Organization
Di cosa parla
- Organizational Structure & Challenges: Specialization is beneficial but creates demands for cooperation (addressing the Agency Problem of goal misalignment) and coordination (managing interdependencies). The core challenge is designing systems that enable specialization while aligning goals and facilitating integration.
- Organizational Archetypes:
- Mechanistic: Highly specialized, hierarchical, vertical communication, suited for stable markets and mass production.
- Organic: Dynamic, flexible, fewer hierarchy levels, relies on mutual adjustment, ideal for innovation in dynamic, tech-driven markets.
- Hierarchy Design: Dictates the flow and intensity of coordination. Strategic shifts often require structural changes to realign coordination priorities.
- Parent Company Value Creation (4 Influences):
- Stand-alone: Parent guides BUs independently, providing resources and setting financial targets based on portfolio strategy.
- Linkage: Promotes and enforces connections between BUs to share best practices and foster collaboration for synergies.
- Central Functions & Services: Centralizes specific functions (e.g., purchasing) to achieve economies of scale across the group.
- Corporate Development: Parent actively engages in decision-making and business development, utilizing its technical and industry-specific expertise.
- Control Systems (3 Types): Must be coherent with the value creation logic.
- Control on Results: Focuses on financial outcomes, effective in stable environments.
- Control on Behavior: Parent influences processes and strategies, judging manager actions, crucial for interdependent BUs or unstable markets.
- Control on Clans: Informal networks and shared culture align managers' behaviors, solving agency problems in settings like family businesses.

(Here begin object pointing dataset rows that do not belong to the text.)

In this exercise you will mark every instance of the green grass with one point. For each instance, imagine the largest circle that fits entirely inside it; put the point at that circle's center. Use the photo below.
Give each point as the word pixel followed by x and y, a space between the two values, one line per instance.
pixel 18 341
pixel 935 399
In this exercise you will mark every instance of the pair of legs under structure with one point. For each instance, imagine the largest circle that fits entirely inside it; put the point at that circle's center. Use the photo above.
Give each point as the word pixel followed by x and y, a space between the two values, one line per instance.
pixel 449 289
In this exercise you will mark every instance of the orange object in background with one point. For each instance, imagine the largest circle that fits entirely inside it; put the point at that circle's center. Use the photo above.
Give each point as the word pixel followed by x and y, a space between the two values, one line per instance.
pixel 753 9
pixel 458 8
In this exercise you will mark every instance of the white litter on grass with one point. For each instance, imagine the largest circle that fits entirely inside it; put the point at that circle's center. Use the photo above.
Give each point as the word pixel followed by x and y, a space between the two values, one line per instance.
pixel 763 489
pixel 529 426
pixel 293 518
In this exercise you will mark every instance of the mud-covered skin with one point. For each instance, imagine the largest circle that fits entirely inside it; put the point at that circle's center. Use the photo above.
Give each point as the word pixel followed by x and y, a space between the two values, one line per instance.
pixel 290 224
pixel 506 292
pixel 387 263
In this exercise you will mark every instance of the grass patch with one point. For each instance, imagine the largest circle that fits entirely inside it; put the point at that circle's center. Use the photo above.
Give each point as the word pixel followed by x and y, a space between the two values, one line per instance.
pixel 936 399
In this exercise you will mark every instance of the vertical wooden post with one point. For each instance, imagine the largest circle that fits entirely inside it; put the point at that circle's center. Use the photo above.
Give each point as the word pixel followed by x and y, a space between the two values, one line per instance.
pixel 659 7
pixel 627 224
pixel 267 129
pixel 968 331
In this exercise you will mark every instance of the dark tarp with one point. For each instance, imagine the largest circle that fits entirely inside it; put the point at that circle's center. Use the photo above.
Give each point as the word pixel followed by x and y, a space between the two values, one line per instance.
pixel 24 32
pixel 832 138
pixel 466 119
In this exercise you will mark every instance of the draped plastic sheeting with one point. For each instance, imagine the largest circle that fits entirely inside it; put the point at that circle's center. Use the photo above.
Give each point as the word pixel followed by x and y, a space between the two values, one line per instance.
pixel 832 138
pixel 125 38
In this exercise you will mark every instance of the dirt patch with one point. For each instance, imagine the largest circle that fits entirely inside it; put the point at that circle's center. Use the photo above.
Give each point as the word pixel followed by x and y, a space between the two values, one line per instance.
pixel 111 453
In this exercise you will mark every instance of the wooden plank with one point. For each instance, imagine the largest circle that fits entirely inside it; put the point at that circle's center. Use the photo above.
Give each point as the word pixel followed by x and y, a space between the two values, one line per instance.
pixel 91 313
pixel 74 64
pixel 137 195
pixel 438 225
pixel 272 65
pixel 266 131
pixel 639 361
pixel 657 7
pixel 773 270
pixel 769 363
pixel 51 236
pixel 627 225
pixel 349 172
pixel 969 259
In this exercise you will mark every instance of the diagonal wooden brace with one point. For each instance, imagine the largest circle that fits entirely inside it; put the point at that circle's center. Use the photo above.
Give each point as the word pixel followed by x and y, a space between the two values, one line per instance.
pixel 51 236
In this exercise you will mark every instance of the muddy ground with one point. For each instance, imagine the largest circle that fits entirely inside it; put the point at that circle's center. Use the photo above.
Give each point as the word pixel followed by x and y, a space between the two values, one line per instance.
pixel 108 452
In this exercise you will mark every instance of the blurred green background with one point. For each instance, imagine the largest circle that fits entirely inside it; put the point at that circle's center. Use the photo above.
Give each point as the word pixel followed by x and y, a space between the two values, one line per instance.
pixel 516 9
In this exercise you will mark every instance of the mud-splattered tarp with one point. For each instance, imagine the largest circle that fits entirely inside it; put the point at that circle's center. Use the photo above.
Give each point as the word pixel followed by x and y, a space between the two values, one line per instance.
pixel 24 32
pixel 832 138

- Organizational Design Evolution: Companies typically evolve from simple to increasingly complex structures (functional, multidivisional, matrix, network) as they grow, indicating growing coordination and control complexities.
- International Strategies:
- Multi-domestic: Adapts products/strategies to distinct local consumer preferences; decentralized.
- Global: Standardizes products and centralizes strategy in the home office for economies of scale.
- Transnational: Aims to balance global efficiency with local responsiveness, using specialized centers and local hubs for development.
- Resource Transfer Mechanisms: Essential for leveraging resources and achieving synergies.
- Mandatory (Corporate Level): Manual of processes (BUs must adopt standard procedures).
- Promoted (Corporate Level): Crown Jewels (BUs naturally utilize highly valuable corporate resources) and Competence Centers (BUs seek expert advice from corporate).
- Mandatory (Business Unit Level): Best Practices Transfer (corporate mandates adoption of proven practices).
- Promoted (Business Unit Level): Best Practice Informal Sharing (encourages knowledge exchange, e.g., through job rotation).
- Coordination Levels: Span from highly formalized (e.g., centralized decision-making, defined behaviors) to less formal (e.g., responsibility allocation, internal consultancy, information flow, task forces, and informal networks) to ensure coherent activities across business units.